Materials and methods

Test guideline
Qualifier:
equivalent or similar to guideline
Guideline:
OECD Guideline 471 (Bacterial Reverse Mutation Assay)
Principles of method if other than guideline:
Method: other: Ames BN et al. (1975). Mutat. Res. 31, 347-364
GLP compliance:
no
Type of assay:
bacterial reverse mutation assay

Test material

Constituent 1
Chemical structure
Reference substance name:
Cyclododecanol
EC Number:
217-031-2
EC Name:
Cyclododecanol
Cas Number:
1724-39-6
Molecular formula:
C12H24O
IUPAC Name:
cyclododecanol
Details on test material:
Cyclododecanol of Hüls AG, ID 423/870826, purity not reported

Method

Target gene:
mutated gene loci responsible for histidine auxotrophy
Species / strain
Species / strain / cell type:
other: Salmonella typhimurium TA 1535, TA 1537, TA 1538, TA 98, TA 100
Additional strain / cell type characteristics:
other: histidine auxotroph
Metabolic activation:
with and without
Metabolic activation system:
Aroclor induced rat liver S9 mix, male Bor: W/SW (SPF/TNO) rats
Test concentrations with justification for top dose:
10 to 5000 µg/plate
Vehicle / solvent:
acetone (CAS No. 67-64-1)
Controls
Untreated negative controls:
no
Negative solvent / vehicle controls:
other: assumed to be performed but not reported
True negative controls:
no
Positive controls:
yes
Remarks:
details see below
Positive control substance:
other: without metabolic activation: Nitrofluorene (TA 98; TA 1538), Sodium azide (TA 100; TA 1535), Aminoacridine (TA 1537); with metabolic activation: Aminoanthracene (TA 100)
Details on test system and experimental conditions:
Ames test
SYSTEM OF TESTING
- Metabolic activation system:    Aroclor induced rat liver S9 mix, male Bor: W/SW (SPF/TNO) rats, enzyme  activity tested with aminoanthracene
ADMINISTRATION: 
- Number of replicates: 2
- Application: solvent dimethyl sulfoxide (CAS No. 67-68-5)
- Positive and negative control groups and treatment:    
2.5 µg nitrofluorene/plate: TA 98, TA 1538 (pos.)   
2.5 µg sodium azide/plate: TA 100, TA 1535 (pos.)   
50 µg aminoacridine/plate: TA 1537 (pos.)   
negative: untreated plus solvent
- Pre-incubation: with and without
Evaluation criteria:
CRITERIA FOR EVALUATING RESULTS:    mutagenic effects (i.e  ratio of revertant rates treated/control >= 2)  at <= 5000 µg/plate with generally 
positive dose-response relationship in  any strain
Statistics:
no data

Results and discussion

Test results
Species / strain:
S. typhimurium, other: details: see "Test system"
Metabolic activation:
with and without
Genotoxicity:
negative
Cytotoxicity / choice of top concentrations:
other: at >= 250 or >= 500 µg/plate, respectively
Vehicle controls validity:
other: not reported but validity assumed
Untreated negative controls validity:
other: not reported but validity assumed
Positive controls validity:
other: not reportedabut validity assumed
Additional information on results:
no data
Remarks on result:
other: other: Salmonella typhimurium TA 1535, TA 1537, TA 1538, TA 98, TA 100
Remarks:
Migrated from field 'Test system'.

Any other information on results incl. tables

no other information

Applicant's summary and conclusion

Conclusions:
Interpretation of results (migrated information):
negative

The test substance cyclododecanol proved to be non-mutagenic under the conditions of this study, in absence and present of metabolic activation
system for all the test strains.
Executive summary:

The test substance cyclododecanol was tested in the Ames Salmonella/microsomes mutagenicity test for any mutagenic activity.

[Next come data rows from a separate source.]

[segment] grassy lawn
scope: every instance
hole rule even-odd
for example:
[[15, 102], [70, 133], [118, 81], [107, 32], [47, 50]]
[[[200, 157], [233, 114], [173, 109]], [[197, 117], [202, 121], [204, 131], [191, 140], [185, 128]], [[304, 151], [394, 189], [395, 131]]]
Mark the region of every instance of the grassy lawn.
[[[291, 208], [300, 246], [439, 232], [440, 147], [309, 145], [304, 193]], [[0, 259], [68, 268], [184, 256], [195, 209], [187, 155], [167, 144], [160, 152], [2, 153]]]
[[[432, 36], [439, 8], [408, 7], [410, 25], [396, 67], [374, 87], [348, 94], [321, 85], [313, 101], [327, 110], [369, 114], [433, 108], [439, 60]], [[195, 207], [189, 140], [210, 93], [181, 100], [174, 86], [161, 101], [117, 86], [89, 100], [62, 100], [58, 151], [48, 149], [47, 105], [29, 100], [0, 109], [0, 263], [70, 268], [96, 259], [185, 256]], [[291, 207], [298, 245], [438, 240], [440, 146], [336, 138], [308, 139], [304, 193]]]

The test organisms were five histidine-auxotrophic Salmonella typhimurium strains. The test substance concentrations were in the range between 10 and 5000 µg/plate. The test substance cyclododecane proved to be non-mutagenic under the conditions of this study, in absence and present of metabolic activation system for all the test strains.